體壇周報記者沈天浩發自特倫托
2025年的特倫托體育節,《米蘭體育報》請來了三位金球先生:普拉蒂尼、馬特烏斯和齊達內。他們的共同點是:在意甲效力4年至5年,退役后從未回到意大利生活。不過,與兩位法國人相比,馬特烏斯的意大利語顯得不那么靈光:他能聽懂意大利語問題,但回答只能用德語。“很不好意思,但標準德語、巴伐利亞德語和意大利語在我的腦子里混在一起,實在沒辦法……”馬特烏斯笑著說。
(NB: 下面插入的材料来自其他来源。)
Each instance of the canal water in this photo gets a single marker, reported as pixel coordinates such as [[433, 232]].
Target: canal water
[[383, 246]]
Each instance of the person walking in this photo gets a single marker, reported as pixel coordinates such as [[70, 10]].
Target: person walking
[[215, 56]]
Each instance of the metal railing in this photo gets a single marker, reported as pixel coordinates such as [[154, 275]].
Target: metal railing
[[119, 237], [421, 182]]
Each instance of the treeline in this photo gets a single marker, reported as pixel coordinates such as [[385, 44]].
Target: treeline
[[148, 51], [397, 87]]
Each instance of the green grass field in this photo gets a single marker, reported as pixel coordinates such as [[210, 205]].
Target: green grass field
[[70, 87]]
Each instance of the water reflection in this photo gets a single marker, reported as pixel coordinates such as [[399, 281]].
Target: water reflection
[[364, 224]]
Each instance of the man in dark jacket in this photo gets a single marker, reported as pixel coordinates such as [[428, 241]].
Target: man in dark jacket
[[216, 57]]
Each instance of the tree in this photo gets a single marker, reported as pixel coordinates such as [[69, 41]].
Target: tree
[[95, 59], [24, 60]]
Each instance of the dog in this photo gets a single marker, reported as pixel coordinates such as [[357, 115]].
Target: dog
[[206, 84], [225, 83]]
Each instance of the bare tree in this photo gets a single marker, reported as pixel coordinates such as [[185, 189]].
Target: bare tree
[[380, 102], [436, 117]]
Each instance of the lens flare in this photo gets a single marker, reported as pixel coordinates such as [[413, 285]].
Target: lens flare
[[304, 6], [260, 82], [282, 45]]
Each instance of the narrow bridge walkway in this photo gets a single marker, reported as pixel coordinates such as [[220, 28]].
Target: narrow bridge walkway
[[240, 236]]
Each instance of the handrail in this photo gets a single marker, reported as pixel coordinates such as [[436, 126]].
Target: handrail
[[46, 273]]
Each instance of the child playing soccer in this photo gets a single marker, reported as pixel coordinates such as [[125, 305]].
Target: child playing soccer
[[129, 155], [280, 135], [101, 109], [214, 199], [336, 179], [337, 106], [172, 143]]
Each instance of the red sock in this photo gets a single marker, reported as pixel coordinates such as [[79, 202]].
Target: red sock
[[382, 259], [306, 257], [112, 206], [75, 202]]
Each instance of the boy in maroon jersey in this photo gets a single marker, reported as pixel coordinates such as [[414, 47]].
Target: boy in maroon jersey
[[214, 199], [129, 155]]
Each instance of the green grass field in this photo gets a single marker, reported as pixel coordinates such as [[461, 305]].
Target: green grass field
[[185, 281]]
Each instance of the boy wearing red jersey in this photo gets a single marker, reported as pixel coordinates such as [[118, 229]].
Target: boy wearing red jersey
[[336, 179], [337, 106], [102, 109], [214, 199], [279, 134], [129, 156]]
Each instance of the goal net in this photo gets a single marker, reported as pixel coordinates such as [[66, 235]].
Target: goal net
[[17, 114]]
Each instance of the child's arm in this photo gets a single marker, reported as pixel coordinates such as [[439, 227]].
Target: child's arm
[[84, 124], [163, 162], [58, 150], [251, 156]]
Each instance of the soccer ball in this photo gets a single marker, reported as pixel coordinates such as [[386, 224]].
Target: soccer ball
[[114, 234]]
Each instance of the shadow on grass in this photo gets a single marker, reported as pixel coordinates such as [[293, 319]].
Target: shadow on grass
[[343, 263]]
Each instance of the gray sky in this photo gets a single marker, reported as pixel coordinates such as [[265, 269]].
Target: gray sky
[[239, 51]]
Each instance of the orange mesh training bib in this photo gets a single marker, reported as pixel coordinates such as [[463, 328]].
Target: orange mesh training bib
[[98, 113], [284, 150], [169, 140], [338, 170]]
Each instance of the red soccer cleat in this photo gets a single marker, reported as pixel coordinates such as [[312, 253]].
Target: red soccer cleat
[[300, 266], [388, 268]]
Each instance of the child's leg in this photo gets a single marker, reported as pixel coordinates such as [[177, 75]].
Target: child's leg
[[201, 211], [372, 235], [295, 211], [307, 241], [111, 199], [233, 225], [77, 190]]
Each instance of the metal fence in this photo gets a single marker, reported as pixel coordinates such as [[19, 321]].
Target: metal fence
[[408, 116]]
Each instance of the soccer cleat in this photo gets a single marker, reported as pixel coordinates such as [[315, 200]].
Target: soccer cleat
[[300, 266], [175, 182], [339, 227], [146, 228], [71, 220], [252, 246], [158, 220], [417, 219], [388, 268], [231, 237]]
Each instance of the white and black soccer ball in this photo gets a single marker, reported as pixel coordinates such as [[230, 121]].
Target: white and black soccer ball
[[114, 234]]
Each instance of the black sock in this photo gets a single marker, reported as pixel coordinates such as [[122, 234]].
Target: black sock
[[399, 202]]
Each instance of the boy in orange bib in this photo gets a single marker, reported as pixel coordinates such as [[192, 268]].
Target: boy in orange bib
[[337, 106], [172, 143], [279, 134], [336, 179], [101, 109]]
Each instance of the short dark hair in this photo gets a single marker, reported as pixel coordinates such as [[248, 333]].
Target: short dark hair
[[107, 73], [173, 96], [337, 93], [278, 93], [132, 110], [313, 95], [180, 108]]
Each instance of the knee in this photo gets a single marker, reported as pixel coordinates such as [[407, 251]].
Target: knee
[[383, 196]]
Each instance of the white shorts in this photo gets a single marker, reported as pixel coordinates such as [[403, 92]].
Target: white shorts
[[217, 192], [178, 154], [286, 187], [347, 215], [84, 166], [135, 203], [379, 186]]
沒關系,馬特烏斯的意大利故事,在他的記憶里要比意大利語清晰得多,畢竟在這片土地上,他率領國米拿到了“紀錄冠軍”,帶領西德隊在“意大利之夏”站在世界之巔,順便摘得金球獎。

以下內容為馬特烏斯自述
兩個米蘭與一個號碼
我的意大利故事,其實在1988年之前就已開始。1986年,我隨西德隊在墨西哥世界杯闖進決賽。世界杯結束后,貝盧斯科尼的AC米蘭派了一個代表團來到慕尼黑,他們試圖讓我相信:加盟AC米蘭,是我職業生涯的最佳選擇。不過,當時我剛從門興格拉德巴赫轉投拜仁兩年,還很年輕,而當時的意甲是世界上強度和水平最高的聯賽,我覺得自己還沒做好準備。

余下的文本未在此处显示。